Siemens has agreed to acquire Dotmatics, the developer of a data platform for scientific research, taking it into the life sciences market.
Siemens plans to combine Dotmatics’ drug research and development applications with its manufacturing industry expertise to create an AI-powered research-to-manufacturing digital thread for the life sciences vertical, the company said in a slide deck aimed at investors.
Rohit K, practice director at Everest Group, said the companies’ combined offering will provide their joint customers with predictive modeling, faster iteration cycles, and stronger regulatory compliance—ultimately accelerating time-to-market.
Siemens sees the deal as an opportunity to extend the reach of the digital twin software it has been developing into the market for drug discovery.

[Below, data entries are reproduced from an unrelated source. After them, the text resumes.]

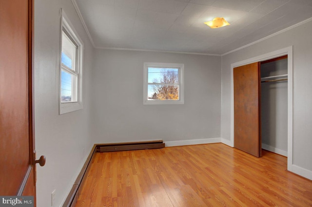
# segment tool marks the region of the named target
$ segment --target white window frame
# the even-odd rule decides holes
[[[153,100],[148,99],[148,68],[163,68],[178,69],[179,100]],[[184,104],[184,64],[181,63],[144,63],[143,104],[144,105]]]
[[[77,54],[76,54],[76,56],[77,60],[76,60],[75,63],[74,64],[75,69],[73,70],[65,69],[65,68],[62,65],[62,36],[63,31],[65,31],[65,33],[67,36],[68,36],[74,43],[77,46]],[[82,102],[82,60],[83,57],[83,43],[63,10],[62,10],[61,11],[60,45],[59,102],[59,114],[60,115],[83,108]],[[61,102],[61,82],[62,69],[65,69],[64,71],[66,71],[67,72],[70,72],[69,73],[70,73],[71,74],[77,76],[77,86],[74,86],[74,87],[76,88],[77,89],[76,91],[74,92],[73,93],[74,94],[73,94],[73,96],[77,96],[77,101],[76,102]]]

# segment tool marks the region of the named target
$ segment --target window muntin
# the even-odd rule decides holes
[[[184,64],[144,63],[143,104],[183,104]]]

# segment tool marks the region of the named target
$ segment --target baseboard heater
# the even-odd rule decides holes
[[[163,148],[164,147],[165,147],[165,143],[163,142],[162,140],[135,142],[98,144],[97,146],[97,152],[104,153],[127,150],[159,149]]]

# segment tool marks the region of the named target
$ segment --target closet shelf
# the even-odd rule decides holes
[[[285,75],[274,75],[273,76],[264,77],[263,78],[261,78],[261,82],[266,81],[274,81],[275,80],[275,79],[277,79],[278,78],[283,78],[282,80],[286,80],[288,76],[288,75],[286,74]],[[278,80],[276,80],[277,81]]]

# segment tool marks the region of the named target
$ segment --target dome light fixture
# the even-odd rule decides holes
[[[212,21],[204,22],[204,24],[207,24],[212,29],[218,28],[230,25],[229,22],[226,21],[223,17],[215,17]]]

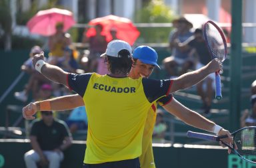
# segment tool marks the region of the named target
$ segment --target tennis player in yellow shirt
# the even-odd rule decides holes
[[[137,55],[136,53],[139,53]],[[145,56],[141,56],[141,53],[145,53]],[[153,54],[152,54],[153,53]],[[151,56],[147,57],[147,55],[151,56]],[[153,68],[155,66],[158,66],[157,64],[157,54],[156,54],[155,51],[148,46],[140,46],[135,49],[133,53],[133,58],[135,59],[136,61],[136,65],[135,67],[133,68],[132,70],[131,71],[129,74],[129,76],[132,76],[133,78],[137,78],[140,76],[143,77],[148,77],[152,72]],[[197,72],[194,72],[194,73],[191,74],[187,74],[183,76],[181,76],[179,78],[176,80],[173,80],[170,81],[169,85],[171,85],[171,90],[173,88],[173,86],[174,84],[177,85],[179,84],[179,82],[182,82],[185,84],[184,85],[182,85],[179,84],[179,86],[177,87],[175,89],[176,90],[179,89],[183,89],[184,87],[188,87],[193,84],[195,82],[200,81],[201,79],[203,79],[204,77],[205,77],[207,74],[207,73],[210,72],[214,72],[211,71],[212,70],[210,70],[211,66],[213,66],[213,64],[216,64],[216,62],[214,62],[213,61],[211,63],[210,63],[207,67],[205,67],[204,68],[202,68],[200,70],[198,70]],[[211,65],[211,64],[212,64]],[[213,67],[212,67],[213,68]],[[203,72],[205,71],[205,72]],[[199,73],[203,74],[202,76],[198,74]],[[205,74],[206,72],[206,74]],[[195,78],[192,78],[193,80],[186,80],[187,78],[191,79],[191,77],[193,77],[195,74],[197,74],[198,77],[195,77]],[[198,80],[198,81],[196,81]],[[93,87],[95,87],[97,89],[102,89],[103,90],[104,86],[101,85],[93,85]],[[147,87],[147,86],[146,86]],[[107,90],[109,88],[106,88],[106,86],[105,86],[105,90]],[[109,89],[111,89],[109,88]],[[125,90],[125,88],[123,89],[123,91]],[[128,90],[128,88],[127,89],[127,92],[133,92],[132,88]],[[118,90],[117,90],[118,92]],[[165,99],[162,100],[162,99]],[[219,127],[219,126],[215,125],[213,122],[209,121],[208,120],[205,119],[205,118],[201,116],[200,115],[197,114],[197,113],[185,108],[182,105],[181,105],[177,100],[172,98],[171,96],[164,96],[163,98],[161,98],[157,100],[157,101],[161,104],[162,105],[165,105],[164,108],[167,109],[168,111],[171,109],[172,111],[174,112],[172,112],[173,114],[175,114],[175,116],[179,117],[181,120],[183,120],[184,122],[187,122],[187,124],[192,125],[193,126],[197,127],[199,128],[201,128],[207,131],[218,131],[216,133],[220,133],[220,134],[229,134],[229,133],[221,127]],[[63,103],[63,102],[65,103]],[[156,109],[156,102],[157,101],[154,101],[152,104],[151,104],[150,110],[147,114],[147,120],[146,120],[146,124],[145,127],[144,127],[143,131],[143,143],[142,143],[142,155],[139,157],[140,163],[141,165],[141,167],[155,167],[155,164],[153,161],[153,151],[152,151],[152,146],[151,146],[151,136],[152,136],[152,132],[153,132],[153,127],[154,126],[155,121],[155,109]],[[83,106],[84,102],[83,101],[83,99],[80,97],[79,95],[75,95],[75,96],[65,96],[64,98],[61,98],[59,99],[55,98],[51,100],[50,101],[43,101],[43,102],[39,102],[35,103],[30,104],[29,106],[26,106],[23,109],[23,114],[25,118],[27,119],[32,119],[31,115],[27,115],[29,114],[29,110],[33,111],[32,113],[35,113],[37,110],[41,108],[51,108],[51,109],[55,109],[57,110],[65,110],[69,108],[73,108],[76,106]],[[48,104],[48,105],[47,105]],[[86,104],[85,104],[86,105]],[[183,110],[183,112],[181,113]],[[117,120],[119,118],[117,118]],[[191,120],[192,119],[192,120]],[[215,130],[215,127],[219,127],[219,130]],[[87,145],[88,145],[88,139],[87,139]],[[115,159],[115,158],[113,159]],[[118,161],[118,158],[115,159]],[[85,159],[84,162],[86,163],[87,161],[86,159]],[[97,163],[95,163],[97,164]]]

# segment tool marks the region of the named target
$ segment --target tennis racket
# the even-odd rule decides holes
[[[214,22],[208,21],[203,25],[203,32],[212,59],[217,58],[223,62],[227,57],[227,48],[226,39],[221,28]],[[215,72],[215,98],[222,98],[219,71]]]
[[[239,129],[231,135],[233,137],[232,145],[229,145],[221,141],[221,138],[227,137],[227,135],[215,136],[210,134],[201,133],[198,132],[187,131],[187,135],[189,137],[195,137],[209,141],[221,141],[225,145],[228,147],[232,151],[241,159],[250,163],[256,164],[255,157],[249,155],[256,155],[256,127],[246,127]],[[237,147],[237,149],[235,148]]]

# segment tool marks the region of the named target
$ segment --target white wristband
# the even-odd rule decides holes
[[[42,68],[42,66],[45,64],[43,60],[39,60],[37,63],[35,63],[35,69],[41,73],[41,68]]]
[[[223,129],[222,127],[221,127],[219,125],[217,125],[215,124],[213,128],[213,131],[216,133],[216,134],[218,134],[219,131],[221,131],[221,129]]]

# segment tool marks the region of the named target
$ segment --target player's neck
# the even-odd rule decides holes
[[[109,73],[109,76],[114,78],[124,78],[124,77],[127,77],[127,74],[113,74],[113,73]]]

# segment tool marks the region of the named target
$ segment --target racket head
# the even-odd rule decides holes
[[[256,164],[256,127],[243,127],[231,135],[233,145],[231,149],[243,159]],[[235,145],[237,149],[234,148]]]
[[[211,58],[223,62],[227,55],[227,41],[219,27],[212,21],[203,24],[203,34]]]

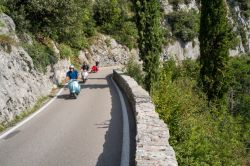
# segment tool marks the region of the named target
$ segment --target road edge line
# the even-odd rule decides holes
[[[23,126],[25,123],[27,123],[28,121],[30,121],[31,119],[33,119],[36,115],[38,115],[42,111],[44,111],[45,108],[47,108],[57,98],[57,96],[62,93],[63,89],[64,88],[61,88],[60,91],[48,103],[46,103],[44,106],[42,106],[36,112],[34,112],[33,114],[31,114],[30,116],[28,116],[27,118],[25,118],[23,121],[21,121],[20,123],[18,123],[16,126],[10,128],[6,132],[4,132],[2,135],[0,135],[0,140],[3,139],[4,137],[6,137],[7,135],[9,135],[10,133],[12,133],[13,131],[15,131],[16,129],[18,129],[19,127]]]
[[[121,163],[120,166],[129,166],[130,162],[130,133],[129,133],[129,120],[128,120],[128,113],[127,107],[121,93],[121,90],[111,77],[111,81],[118,92],[121,106],[122,106],[122,118],[123,118],[123,137],[122,137],[122,154],[121,154]]]

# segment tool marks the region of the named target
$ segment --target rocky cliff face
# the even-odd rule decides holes
[[[30,43],[32,44],[32,43]],[[0,14],[0,123],[30,108],[39,97],[60,82],[69,63],[59,61],[47,75],[34,69],[33,61],[20,46],[13,20]],[[65,69],[66,67],[66,69]]]
[[[190,0],[189,3],[179,3],[177,5],[173,5],[169,3],[168,0],[161,0],[162,8],[164,10],[164,14],[168,16],[174,11],[197,11],[199,12],[199,5],[196,0]],[[245,33],[244,37],[238,36],[239,43],[230,50],[230,56],[237,56],[242,53],[250,53],[250,18],[244,18],[242,16],[241,10],[239,8],[239,4],[235,0],[228,0],[228,6],[232,15],[235,15],[234,18],[231,17],[231,22],[234,24],[234,30],[237,31],[241,29]],[[166,21],[166,28],[170,29],[169,23]],[[170,32],[171,36],[173,34]],[[173,37],[174,38],[174,37]],[[244,41],[243,41],[244,40]],[[163,48],[162,52],[162,60],[167,60],[169,58],[174,58],[176,60],[183,60],[186,58],[197,59],[200,55],[199,51],[199,40],[198,36],[190,42],[183,42],[180,39],[174,38],[172,42],[166,44]]]
[[[32,107],[40,97],[47,96],[53,84],[59,84],[65,78],[70,65],[69,60],[59,60],[47,66],[45,74],[39,73],[21,46],[22,43],[32,45],[32,38],[25,33],[19,37],[13,20],[0,14],[0,123],[12,120]],[[54,54],[59,55],[57,45],[53,41],[50,45]],[[130,51],[113,38],[99,34],[88,49],[80,51],[79,59],[90,65],[100,61],[100,66],[111,66],[125,64],[132,55],[138,56],[137,51]]]

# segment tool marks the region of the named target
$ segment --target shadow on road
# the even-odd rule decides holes
[[[97,128],[108,128],[105,134],[103,152],[99,156],[96,166],[119,166],[122,149],[122,112],[119,97],[110,82],[110,76],[107,77],[107,81],[112,98],[111,119],[110,121],[96,124]]]
[[[123,139],[123,120],[120,98],[111,82],[111,76],[106,77],[108,86],[110,87],[112,110],[111,120],[101,124],[96,124],[98,128],[108,128],[105,135],[105,143],[103,145],[103,152],[98,158],[96,166],[119,166],[121,162],[122,139]],[[130,104],[125,99],[128,108],[129,127],[130,127],[130,163],[129,166],[135,165],[135,135],[136,126],[133,112]]]
[[[80,84],[81,89],[104,89],[109,88],[107,84]]]

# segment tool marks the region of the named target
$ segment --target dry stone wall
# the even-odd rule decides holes
[[[175,152],[169,145],[169,130],[155,112],[147,91],[131,77],[114,70],[113,79],[128,97],[136,120],[136,165],[177,166]]]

Its digital twin software platform is operated by subsidiary Siemens Digital Industries Software, an arm that also sells software bringing together the worlds of IT and OT (operational technology) including tools for low-code software development (Mendix) and IoT management (MindSphere), electronics design, manufacturing, product lifecycle management (PLM), and simulation.
The company has been building out a platform named Xcelerator, a portfolio of open, interoperable IoT-enabled hardware, software, and digital services, to market its digital twin offerings.
In 2022, Nvidia jointed the partner ecosystem for Xcelerator to help enterprises build photorealistic digital twins of their products and production processes, and view and manipulate those twins in real-time.
PLM portfolio
The Dotmatics acquisition will add to the AI-powered PLM software portfolio of Xcelerator.
Nishant Udapa, also of Everest Group, said that the digital twin software, combined with Dotmatics’ existing data tools, could allow scientists to explore multiple possible drug discovery approaches virtually, instead of conducting physical experiments.
“The AI in Siemens solution will provide recommendations on potential workflows and drug combinations that scientists can explore,” Udupa said.
The analysts don’t expect Siemens’ $5.1 billion acquisition of Dotmatics to affect customers’ access to the company’s platform.
“Current customers of Dotmatics products should not be impacted by pricing changes, though Siemens will undoubtedly use the access to these customers to try and sell its broader manufacturing platform solution,” said Udapa.
He said Siemens may soon start offering an end-to-end integrated solution to new life sciences customers, who are likely to see a price hike if they opt only for a point solution instead of a holistic solution.
Dotmatics offers scientific applications such as Prism, SnapGene, Geneious for data analysis, visualization, and workflow automation along with Luma, an AI-powered multimodal platform for collaboration between scientists aimed at harmonizing data capture.
Nearly 67% of Dotmatics’ $310 million estimated revenue for this fiscal year is expected to come from the scientific applications and the rest from Luma.